Created attachment 1677346 [details] oc get co Description of problem: On OCP 4.4.0-rc.6 console see messages to the effect of Machine test-pr-op3-ms6f9-master-0 does not have valid node reference Machine test-pr-op3-ms6f9-master-1 does not have valid node reference Machine test-pr-op3-ms6f9-master-2 does not have valid node reference Version-Release number of selected component (if applicable): How reproducible: Every 4.4.0-rc.6 install. Do not see on 4.3 OCP installs Steps to Reproduce: 1.Install OCP 2. 3. Actual results: Expected results: Additional info: Machine test-pr-op3-ms6f9-master-0 does not have valid node reference
Created attachment 1677348 [details] oc get po oc get po
Created attachment 1677349 [details] part 2aa of must-gather part 2aa of must-gather
Created attachment 1677350 [details] must-gather 2ab must-gather 2ab
Created attachment 1677351 [details] must-gather 2ac must-gather 2ac
Created attachment 1677352 [details] must-gather 2ad must-gather 2ad To put back together cat must-gather.tar.gz2a* > must-gather.tar.gz
When submitting bug reports, please fill out the steps to reproduce completely, to ensure the assignee can quickly reproduce & fix your bug, thanks! Steps to Reproduce: 1.Install OCP 2. 3.
Setting fix version 4.5 for now while awaiting feedback. Checking a current dev cluster, I don't immediately see anything problematic.
Setup 1. VMware 3 master, 3 worker setup. 2. esxi servers are setup with vSphere 6.7 3. SAN with 7 attached LUNs, SDRS turned off. I assume much, if not all this information, is already apparent from the must-gather.
Created attachment 1677839 [details] Console output of issue Image of Console displaying issue
Created attachment 1677840 [details] Version info Version info
Created attachment 1677843 [details] Console error on 4.4.40-rc.7 Same error occurring with 4.4.0-rc.7
The extra info may be in the must-gather, but we can triage bugs much faster if the basics of all bugs are consistently reported. Appreciate it!

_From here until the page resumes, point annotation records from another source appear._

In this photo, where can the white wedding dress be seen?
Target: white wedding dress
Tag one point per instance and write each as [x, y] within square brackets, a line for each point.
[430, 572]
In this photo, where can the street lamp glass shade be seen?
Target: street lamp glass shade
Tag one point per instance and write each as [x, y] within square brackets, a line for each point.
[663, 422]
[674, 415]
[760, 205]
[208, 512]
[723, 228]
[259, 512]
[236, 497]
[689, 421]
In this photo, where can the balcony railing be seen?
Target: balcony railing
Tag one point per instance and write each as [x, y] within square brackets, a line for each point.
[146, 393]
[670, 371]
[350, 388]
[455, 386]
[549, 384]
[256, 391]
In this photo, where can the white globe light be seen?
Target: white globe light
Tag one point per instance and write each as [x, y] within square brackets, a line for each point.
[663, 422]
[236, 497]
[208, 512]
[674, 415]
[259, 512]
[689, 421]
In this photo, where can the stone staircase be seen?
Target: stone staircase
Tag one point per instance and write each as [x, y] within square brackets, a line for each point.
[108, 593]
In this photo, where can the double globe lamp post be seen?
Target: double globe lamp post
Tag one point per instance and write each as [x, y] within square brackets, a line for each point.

Created attachment 1678803 [details] Same failure rc8 on vmware Waiting on fix
Created attachment 1678856 [details] Failure on 4.5.0-0.nightly-2020-04-14-184903 Same failure occurring on 4.5.0-0.nightly-2020-04-14-184903
Created attachment 1678857 [details] Same failure on 4.5.0-0.nightly-2020-04-14-184903 Failures on VMware, OCP console OVERview 4.5.0-0.nightly-2020-04-14-184903
So what is the status of this issue?
The console seems to be simply reporting on the data is is receiving, and that there is a problem with the machines. Passing this along to machine config.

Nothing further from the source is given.